Doctors were unable to save his lower leg, which was amputated just below his knee in August 2010. A few months later, Jordan received a prosthetic leg and began adjusting to life as an amputee with his wife, Katie, 24, and daughter, Olivia, 4, by his side.
'I never wanted to get out. I wanted to make a career out of it,' Jordan said of the Army.
Jordan was attached to the 2nd Brigade 4th Infantry Division at Fort Carson, Colo., but has now moved back to Epping.
Jordan said his biggest concern about the move was that he and his wife bought a house before he found work.
'I was hoping I was going to find something really fast.
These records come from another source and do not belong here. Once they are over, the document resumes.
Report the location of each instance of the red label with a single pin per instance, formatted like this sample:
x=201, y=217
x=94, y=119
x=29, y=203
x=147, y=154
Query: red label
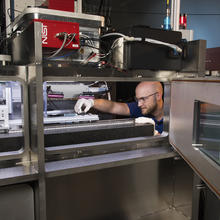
x=51, y=29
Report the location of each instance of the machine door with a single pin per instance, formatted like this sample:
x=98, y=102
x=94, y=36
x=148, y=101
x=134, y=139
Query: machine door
x=195, y=126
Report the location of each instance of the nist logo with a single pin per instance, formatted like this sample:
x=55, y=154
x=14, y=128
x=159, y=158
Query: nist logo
x=44, y=34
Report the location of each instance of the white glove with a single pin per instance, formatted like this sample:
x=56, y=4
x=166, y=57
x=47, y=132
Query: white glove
x=83, y=103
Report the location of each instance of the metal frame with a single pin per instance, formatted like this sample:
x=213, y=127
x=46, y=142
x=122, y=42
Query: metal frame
x=182, y=125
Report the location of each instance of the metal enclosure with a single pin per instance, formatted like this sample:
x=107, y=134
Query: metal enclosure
x=134, y=178
x=185, y=126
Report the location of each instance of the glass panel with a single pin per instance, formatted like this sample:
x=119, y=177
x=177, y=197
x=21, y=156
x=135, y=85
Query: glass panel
x=11, y=116
x=208, y=132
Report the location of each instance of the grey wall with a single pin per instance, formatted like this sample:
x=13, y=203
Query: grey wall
x=203, y=16
x=204, y=19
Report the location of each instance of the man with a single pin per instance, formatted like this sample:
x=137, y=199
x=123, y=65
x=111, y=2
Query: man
x=149, y=103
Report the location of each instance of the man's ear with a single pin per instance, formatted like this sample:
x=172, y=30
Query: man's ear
x=159, y=96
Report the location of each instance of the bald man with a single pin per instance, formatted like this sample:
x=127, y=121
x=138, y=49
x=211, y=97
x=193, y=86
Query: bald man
x=148, y=103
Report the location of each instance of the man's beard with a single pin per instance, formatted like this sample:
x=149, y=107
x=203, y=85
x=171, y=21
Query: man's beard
x=150, y=110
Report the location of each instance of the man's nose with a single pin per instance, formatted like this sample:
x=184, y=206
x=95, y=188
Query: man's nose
x=139, y=103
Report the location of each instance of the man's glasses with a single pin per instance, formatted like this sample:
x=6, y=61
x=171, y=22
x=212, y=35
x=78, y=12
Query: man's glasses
x=143, y=99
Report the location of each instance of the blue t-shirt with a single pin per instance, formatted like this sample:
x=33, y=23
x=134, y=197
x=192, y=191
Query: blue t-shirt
x=135, y=112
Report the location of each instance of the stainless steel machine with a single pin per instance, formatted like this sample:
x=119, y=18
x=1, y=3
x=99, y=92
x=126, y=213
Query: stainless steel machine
x=95, y=166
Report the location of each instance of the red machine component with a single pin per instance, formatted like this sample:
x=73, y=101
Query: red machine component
x=55, y=32
x=64, y=5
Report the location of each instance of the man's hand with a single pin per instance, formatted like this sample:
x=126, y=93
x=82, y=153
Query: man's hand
x=83, y=103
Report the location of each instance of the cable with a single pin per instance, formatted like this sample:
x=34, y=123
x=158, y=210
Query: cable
x=62, y=46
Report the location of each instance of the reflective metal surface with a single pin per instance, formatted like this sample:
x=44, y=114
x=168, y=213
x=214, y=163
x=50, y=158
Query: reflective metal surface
x=184, y=95
x=131, y=192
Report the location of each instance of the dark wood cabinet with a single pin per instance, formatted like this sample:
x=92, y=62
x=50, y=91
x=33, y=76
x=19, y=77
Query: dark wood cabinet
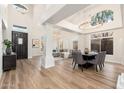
x=9, y=61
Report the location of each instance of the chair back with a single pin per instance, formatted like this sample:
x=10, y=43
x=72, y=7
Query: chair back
x=79, y=58
x=98, y=58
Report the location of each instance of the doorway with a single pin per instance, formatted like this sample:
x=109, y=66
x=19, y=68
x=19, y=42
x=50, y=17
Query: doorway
x=20, y=44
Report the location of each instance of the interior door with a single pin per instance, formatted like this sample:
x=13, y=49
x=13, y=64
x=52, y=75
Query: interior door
x=20, y=44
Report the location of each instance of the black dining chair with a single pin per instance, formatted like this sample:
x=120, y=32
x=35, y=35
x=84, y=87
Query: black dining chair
x=73, y=55
x=79, y=60
x=97, y=61
x=103, y=58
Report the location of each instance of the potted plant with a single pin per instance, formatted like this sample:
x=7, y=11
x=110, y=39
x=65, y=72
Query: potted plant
x=8, y=45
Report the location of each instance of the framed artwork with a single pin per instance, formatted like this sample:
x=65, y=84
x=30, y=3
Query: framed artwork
x=102, y=17
x=35, y=43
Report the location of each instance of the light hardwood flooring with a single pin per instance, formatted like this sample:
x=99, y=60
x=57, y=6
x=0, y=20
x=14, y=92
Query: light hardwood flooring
x=30, y=74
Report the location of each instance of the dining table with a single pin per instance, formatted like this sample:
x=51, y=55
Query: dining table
x=90, y=56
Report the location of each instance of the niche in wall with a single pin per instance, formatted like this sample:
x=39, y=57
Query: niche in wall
x=75, y=44
x=107, y=45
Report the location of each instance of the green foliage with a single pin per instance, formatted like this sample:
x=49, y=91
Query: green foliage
x=7, y=43
x=102, y=17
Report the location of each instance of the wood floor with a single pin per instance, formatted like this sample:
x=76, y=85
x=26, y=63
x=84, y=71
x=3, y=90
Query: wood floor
x=29, y=74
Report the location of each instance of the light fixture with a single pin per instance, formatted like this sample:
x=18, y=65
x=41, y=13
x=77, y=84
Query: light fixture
x=21, y=8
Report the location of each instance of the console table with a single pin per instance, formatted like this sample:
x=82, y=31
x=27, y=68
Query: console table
x=9, y=61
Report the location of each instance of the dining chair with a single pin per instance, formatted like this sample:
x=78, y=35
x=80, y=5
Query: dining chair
x=97, y=61
x=73, y=55
x=103, y=58
x=79, y=60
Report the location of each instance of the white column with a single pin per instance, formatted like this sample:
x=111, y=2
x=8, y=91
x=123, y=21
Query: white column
x=48, y=59
x=0, y=43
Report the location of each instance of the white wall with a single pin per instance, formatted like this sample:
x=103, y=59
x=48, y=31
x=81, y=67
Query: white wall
x=17, y=18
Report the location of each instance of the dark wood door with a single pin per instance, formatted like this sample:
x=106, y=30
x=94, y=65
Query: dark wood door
x=20, y=44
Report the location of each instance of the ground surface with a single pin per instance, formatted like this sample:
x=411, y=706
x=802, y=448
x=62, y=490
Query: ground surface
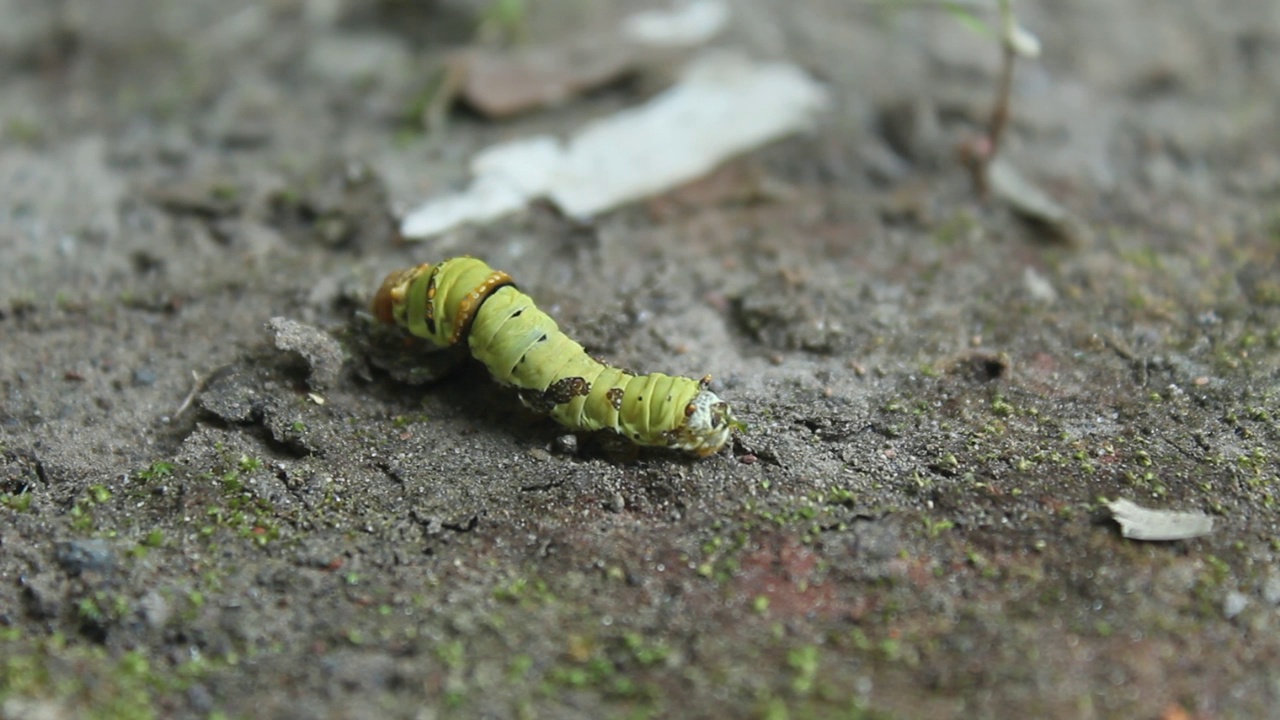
x=940, y=397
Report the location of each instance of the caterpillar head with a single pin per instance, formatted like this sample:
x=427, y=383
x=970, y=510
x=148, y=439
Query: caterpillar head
x=708, y=424
x=389, y=302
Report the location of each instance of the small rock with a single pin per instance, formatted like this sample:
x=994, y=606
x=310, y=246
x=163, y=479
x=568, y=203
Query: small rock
x=155, y=609
x=565, y=445
x=321, y=352
x=616, y=504
x=1271, y=589
x=85, y=556
x=1234, y=604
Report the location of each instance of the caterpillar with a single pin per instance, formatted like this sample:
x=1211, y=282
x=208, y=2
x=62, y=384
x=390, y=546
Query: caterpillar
x=464, y=299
I got lucky,' he said.
Jordan was hired late last summer as a full-time correctional officer at the Rockingham County jail. So far, the job is going well.
While he misses the Army, Jordan said he's glad to be back in Epping.
He first moved to town when he was in the eighth grade and played on the high school football team. He has remained active since the amputation, spending time on the golf course and now coaching Epping Middle School football.
In their dedication, selectmen thanked all men and women who have served the country and their families for the sacrifices they've made.
Jordan's wife helped him through his recovery while also caring for their young daughter and studying full time at Colorado Technical University through a scholarship awarded by the school to wounded service members and their spouses. She earned her associate's degree and is now pursuing a bachelor's degree in health services administration through a second scholarship.
'We've adjusted really well,' she said.